À Washington, une coalition de détaillants de bois, de constructeurs et de syndicats dénonce le protocole d’entente auprès du Congrès, sans succès (Fox 1991). En septembre 1991, le gouvernement canadien annonce qu’il se retirera de l’entente le mois suivant. Le gouvernement américain impose alors un droit compensateur sur le bois canadien pour 1992 et 1993. Le Canada conteste avec succès cette décision en vertu de l’Accord de libre-échange (ale) et le bois d’œuvre s’échange librement en 1994 et en 1995. En avril 1996, le Softwood Lumber Agreement (sla) impose aux exportateurs canadiens un système de tarif-quota qui équivaut à une taxe à l’exportation de 11,6 %. La National Association of Home Builders (nahb) dénonce le sla et tente en vain de gagner le Congrès à sa cause. La nahb grossira ensuite les rangs de l’American Consumers for Affordable Homes (acah) qui, depuis, mène l’action contre la protection sur le bois d’œuvre.

Après l’expiration du sla en mars 2001, la cfli exige une nouvelle enquête de droits compensatoires. Un élément antidumping est ajouté à l’enquête. En mai 2002, les États-Unis imposent un droit compensatoire de 18,79 % et un droit antidumping de 8,43 % sur le bois canadien. Des droits spécifiques sont aussi imposés à des entreprises canadiennes. Le Canada conteste cette décision à l’Organisation mondiale du commerce (omc) et à l’alena, où son point de vue prévaut dans plusieurs éléments du litige. Notamment, un groupe spécial (panel) de l’alena juge en octobre 2004 que le bois canadien n’est pas subventionné. Les États-Unis ignorent ce jugement, estimant que les lois américaines sont conformes aux règles de l’omc.

C — Une entente dictée par Washington (2006 – ?)

Après quatre ans de conflit, les deux pays concluent une entente de sept ans le 27 avril 2006. L’entente met fin aux droits compensateurs perçus par les États-Unis depuis 2002 et accorde à l’industrie canadienne une part stable de 34 % du marché américain. Toutefois, si le prix du bois chute sous le seuil de 335 $ us pour 1 000 pieds linéaires, le Canada devra imposer une taxe : entre 2 % et 5 % pour le Québec; entre 5 % et 15 % pour la Colombie-Britannique, qui exporte plus de 60 % du bois canadien.
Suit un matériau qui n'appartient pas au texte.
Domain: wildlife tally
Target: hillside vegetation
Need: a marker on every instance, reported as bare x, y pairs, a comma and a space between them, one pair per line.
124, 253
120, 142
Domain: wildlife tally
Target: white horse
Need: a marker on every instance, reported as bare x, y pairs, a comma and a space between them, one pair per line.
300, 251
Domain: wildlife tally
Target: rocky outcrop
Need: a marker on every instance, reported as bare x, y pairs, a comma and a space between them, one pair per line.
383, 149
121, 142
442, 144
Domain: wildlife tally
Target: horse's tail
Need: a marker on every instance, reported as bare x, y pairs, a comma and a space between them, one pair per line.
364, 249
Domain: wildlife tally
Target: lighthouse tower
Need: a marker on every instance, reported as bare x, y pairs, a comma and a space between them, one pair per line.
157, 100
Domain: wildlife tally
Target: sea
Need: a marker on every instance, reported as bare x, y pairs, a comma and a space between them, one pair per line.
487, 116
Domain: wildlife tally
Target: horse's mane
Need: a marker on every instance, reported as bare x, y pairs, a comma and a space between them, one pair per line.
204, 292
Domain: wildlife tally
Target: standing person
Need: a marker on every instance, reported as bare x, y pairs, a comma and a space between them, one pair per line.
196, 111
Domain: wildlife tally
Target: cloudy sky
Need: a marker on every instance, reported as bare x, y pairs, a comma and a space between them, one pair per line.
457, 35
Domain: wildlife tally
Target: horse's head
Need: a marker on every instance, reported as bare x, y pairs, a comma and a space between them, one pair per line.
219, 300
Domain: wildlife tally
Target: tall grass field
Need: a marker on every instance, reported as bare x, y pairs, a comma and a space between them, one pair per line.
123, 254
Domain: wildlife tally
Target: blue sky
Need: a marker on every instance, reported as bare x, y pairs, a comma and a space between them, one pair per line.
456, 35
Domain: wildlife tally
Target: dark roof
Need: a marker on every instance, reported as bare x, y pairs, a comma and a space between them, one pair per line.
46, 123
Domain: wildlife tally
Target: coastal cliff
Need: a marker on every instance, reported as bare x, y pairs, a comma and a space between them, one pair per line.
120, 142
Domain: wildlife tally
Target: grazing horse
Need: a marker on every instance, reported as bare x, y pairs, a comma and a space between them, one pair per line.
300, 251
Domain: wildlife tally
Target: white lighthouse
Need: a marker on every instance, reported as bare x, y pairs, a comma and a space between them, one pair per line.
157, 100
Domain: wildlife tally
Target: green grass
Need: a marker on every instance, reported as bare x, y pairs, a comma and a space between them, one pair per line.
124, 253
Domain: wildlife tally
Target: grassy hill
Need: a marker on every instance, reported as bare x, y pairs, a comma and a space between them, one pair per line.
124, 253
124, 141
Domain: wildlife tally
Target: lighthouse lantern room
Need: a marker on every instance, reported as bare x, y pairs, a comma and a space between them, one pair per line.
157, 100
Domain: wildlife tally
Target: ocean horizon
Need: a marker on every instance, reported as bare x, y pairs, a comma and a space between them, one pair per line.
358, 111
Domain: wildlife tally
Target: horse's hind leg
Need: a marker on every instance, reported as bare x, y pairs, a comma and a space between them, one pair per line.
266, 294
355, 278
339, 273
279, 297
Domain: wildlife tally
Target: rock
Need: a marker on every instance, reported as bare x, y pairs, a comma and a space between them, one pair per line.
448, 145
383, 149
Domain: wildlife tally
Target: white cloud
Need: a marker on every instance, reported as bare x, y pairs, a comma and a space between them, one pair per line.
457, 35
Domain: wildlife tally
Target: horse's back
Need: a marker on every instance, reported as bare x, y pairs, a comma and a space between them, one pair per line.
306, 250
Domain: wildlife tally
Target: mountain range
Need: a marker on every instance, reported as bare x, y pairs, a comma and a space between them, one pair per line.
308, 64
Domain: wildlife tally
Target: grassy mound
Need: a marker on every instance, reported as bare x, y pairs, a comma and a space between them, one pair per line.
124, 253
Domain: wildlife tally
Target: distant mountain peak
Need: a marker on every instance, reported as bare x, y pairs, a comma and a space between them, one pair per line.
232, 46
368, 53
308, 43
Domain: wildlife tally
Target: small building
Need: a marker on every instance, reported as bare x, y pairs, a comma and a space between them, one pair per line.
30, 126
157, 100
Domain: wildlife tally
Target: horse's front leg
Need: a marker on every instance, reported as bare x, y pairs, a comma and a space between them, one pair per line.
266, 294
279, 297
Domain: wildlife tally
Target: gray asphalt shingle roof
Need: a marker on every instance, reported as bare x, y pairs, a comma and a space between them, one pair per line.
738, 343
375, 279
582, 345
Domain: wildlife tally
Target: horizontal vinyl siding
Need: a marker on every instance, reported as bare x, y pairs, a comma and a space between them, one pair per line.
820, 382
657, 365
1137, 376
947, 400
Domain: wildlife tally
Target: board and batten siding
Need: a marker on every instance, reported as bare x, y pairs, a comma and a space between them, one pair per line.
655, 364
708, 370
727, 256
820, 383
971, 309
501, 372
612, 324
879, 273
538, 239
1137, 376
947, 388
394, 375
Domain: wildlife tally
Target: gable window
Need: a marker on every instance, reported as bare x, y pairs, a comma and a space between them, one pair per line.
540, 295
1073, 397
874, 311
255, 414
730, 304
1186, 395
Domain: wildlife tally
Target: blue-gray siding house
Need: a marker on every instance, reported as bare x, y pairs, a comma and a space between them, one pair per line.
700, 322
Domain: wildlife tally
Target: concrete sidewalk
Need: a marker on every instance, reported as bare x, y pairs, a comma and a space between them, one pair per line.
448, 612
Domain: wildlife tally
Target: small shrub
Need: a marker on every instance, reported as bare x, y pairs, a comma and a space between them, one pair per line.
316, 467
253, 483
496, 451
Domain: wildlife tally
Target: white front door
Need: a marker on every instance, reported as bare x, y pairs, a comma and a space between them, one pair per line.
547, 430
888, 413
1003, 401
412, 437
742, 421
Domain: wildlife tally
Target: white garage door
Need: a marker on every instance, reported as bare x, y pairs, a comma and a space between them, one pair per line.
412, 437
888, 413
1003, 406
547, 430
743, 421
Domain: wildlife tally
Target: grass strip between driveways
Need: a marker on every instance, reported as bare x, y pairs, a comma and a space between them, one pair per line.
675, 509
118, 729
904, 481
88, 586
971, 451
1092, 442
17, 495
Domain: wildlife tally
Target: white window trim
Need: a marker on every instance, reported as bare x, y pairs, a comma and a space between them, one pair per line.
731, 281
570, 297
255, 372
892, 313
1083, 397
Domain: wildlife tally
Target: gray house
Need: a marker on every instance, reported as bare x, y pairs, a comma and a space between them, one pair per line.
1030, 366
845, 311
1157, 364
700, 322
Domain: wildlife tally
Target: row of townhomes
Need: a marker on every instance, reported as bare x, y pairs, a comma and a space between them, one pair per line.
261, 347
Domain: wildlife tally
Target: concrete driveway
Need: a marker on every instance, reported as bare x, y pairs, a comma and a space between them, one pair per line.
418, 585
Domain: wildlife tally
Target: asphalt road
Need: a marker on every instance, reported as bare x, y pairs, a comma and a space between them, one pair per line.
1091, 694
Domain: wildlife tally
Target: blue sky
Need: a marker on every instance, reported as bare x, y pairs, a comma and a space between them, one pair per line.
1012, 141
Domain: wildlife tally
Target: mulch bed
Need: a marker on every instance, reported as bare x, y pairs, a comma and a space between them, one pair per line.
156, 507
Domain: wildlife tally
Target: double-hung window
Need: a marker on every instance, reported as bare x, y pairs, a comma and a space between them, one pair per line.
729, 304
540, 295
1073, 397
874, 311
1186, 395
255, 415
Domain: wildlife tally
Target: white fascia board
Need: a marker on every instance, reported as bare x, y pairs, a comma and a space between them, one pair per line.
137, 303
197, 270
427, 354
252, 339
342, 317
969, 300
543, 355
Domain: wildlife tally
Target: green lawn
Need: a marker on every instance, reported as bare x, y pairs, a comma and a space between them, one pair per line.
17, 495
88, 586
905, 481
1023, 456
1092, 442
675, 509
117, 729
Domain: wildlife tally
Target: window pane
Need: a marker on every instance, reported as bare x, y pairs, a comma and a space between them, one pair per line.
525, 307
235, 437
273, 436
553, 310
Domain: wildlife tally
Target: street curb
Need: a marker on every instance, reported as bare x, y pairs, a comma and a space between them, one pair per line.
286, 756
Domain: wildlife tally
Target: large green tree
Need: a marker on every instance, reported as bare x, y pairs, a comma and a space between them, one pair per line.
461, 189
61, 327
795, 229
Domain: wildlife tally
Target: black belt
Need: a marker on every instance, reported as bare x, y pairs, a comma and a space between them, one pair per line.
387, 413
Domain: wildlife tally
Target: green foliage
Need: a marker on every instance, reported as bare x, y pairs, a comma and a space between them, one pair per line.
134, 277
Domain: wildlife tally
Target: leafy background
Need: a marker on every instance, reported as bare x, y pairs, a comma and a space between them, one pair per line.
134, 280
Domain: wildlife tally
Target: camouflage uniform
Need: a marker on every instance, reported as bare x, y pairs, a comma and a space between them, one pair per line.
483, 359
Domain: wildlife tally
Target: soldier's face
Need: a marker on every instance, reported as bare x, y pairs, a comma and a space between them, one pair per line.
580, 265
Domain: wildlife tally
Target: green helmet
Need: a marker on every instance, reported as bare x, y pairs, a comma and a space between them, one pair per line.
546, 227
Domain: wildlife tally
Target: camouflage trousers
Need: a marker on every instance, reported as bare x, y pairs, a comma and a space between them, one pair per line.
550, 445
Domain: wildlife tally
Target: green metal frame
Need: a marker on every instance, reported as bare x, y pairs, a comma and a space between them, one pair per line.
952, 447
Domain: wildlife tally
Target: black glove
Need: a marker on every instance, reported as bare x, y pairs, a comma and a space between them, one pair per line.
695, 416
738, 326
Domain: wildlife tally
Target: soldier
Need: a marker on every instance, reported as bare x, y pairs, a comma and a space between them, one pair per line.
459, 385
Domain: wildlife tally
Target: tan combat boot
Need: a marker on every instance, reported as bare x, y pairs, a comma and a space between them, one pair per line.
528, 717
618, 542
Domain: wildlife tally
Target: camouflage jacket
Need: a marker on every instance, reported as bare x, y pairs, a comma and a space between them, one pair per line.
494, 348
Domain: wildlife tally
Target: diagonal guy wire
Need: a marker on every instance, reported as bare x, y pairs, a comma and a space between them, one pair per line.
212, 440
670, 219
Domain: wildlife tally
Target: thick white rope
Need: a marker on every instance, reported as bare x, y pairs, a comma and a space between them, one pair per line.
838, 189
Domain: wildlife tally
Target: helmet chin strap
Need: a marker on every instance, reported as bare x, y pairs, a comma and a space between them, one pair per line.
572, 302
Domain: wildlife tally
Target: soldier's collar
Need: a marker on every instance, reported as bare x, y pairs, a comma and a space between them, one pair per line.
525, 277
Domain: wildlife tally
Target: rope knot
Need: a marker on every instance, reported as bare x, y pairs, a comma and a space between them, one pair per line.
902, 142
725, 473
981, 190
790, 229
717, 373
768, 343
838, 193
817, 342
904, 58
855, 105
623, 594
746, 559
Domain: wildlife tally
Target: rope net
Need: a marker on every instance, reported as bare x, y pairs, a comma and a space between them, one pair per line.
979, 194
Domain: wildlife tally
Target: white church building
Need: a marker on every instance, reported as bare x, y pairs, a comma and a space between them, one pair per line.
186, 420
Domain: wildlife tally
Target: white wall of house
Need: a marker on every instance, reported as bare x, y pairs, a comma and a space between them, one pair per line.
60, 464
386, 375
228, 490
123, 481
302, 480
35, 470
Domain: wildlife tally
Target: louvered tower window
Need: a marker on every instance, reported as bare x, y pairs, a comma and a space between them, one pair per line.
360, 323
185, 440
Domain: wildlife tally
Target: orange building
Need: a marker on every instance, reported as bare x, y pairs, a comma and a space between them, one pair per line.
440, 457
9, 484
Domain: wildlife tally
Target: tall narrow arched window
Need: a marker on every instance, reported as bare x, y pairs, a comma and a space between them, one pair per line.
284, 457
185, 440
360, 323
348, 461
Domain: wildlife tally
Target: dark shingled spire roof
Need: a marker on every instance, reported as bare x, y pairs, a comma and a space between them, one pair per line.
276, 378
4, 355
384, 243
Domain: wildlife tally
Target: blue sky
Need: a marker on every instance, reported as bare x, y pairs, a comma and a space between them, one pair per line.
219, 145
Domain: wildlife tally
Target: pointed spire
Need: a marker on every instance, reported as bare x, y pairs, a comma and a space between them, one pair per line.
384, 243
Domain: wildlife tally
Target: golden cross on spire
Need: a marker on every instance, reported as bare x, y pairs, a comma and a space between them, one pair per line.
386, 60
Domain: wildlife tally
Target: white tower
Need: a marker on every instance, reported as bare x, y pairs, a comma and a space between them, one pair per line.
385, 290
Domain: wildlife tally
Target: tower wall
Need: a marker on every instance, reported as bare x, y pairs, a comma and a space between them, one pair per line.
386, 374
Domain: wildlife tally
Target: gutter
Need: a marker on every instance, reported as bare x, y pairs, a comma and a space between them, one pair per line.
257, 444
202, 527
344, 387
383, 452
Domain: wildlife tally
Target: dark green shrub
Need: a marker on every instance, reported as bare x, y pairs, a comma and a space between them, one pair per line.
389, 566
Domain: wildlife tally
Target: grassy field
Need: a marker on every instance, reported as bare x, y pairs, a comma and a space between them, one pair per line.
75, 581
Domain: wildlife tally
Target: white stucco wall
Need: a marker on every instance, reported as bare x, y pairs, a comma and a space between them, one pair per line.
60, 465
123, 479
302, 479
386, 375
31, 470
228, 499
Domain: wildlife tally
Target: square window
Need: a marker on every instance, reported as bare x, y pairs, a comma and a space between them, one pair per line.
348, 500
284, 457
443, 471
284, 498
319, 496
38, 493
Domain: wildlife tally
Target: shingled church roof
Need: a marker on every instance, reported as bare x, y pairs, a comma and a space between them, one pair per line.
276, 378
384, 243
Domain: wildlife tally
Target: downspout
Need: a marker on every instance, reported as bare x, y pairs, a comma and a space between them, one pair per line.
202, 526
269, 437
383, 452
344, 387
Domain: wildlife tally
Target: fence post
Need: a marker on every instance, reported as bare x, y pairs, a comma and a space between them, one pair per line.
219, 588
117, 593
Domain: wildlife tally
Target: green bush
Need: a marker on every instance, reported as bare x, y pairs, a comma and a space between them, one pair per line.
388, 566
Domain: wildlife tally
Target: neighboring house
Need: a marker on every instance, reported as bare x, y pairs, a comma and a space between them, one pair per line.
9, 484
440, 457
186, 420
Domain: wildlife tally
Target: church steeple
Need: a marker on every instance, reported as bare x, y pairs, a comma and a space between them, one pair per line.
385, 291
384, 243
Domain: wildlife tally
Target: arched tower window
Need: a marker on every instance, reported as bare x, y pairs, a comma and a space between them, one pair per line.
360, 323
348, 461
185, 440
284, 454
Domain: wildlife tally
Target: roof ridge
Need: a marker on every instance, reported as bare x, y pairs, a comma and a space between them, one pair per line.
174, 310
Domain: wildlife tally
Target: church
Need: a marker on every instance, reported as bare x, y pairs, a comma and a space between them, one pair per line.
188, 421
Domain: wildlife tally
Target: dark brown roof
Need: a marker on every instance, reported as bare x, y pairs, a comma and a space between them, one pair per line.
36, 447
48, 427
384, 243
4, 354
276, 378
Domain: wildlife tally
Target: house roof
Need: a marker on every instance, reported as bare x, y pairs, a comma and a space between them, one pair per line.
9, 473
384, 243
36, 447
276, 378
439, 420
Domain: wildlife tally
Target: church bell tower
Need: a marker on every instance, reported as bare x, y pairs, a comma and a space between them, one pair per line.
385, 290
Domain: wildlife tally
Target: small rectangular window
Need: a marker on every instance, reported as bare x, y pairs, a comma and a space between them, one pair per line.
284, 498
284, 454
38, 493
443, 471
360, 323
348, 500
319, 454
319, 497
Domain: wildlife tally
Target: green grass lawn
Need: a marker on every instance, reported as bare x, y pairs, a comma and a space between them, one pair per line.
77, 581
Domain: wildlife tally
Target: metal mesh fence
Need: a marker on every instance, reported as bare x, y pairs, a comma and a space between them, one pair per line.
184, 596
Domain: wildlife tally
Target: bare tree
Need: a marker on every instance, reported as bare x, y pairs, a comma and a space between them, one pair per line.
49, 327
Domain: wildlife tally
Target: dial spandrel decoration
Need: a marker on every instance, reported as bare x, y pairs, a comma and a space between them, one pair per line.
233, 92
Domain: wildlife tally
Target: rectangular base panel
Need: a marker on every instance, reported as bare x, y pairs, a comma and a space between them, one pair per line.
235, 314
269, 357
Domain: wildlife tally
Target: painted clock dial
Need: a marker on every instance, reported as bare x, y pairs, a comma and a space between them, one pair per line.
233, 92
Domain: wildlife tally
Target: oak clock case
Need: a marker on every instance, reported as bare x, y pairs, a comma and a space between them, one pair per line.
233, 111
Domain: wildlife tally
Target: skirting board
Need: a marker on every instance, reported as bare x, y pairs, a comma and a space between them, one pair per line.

La majorité des entreprises canadiennes, épuisées financièrement et lasses d’évoluer dans un contexte instable, ont préféré signer une trêve plutôt que de risquer une reprise immédiate des hostilités. Mais la trêve a son prix : l’entente prévoit que les entreprises canadiennes récupéreront 4 milliards de dollars sur les 5,3 milliards perçus par Washington en droits compensateurs et antidumping depuis 2002. Toutefois, ce remboursement est effectué en dollars américains fortement dévalués par rapport à la devise canadienne. L’industrie américaine récupérera quant à elle 500 millions de dollars sur la somme détenue par les États-Unis et relancera à nouveau les hostilités au printemps 2009, au moment où une forte récession frappe les deux pays.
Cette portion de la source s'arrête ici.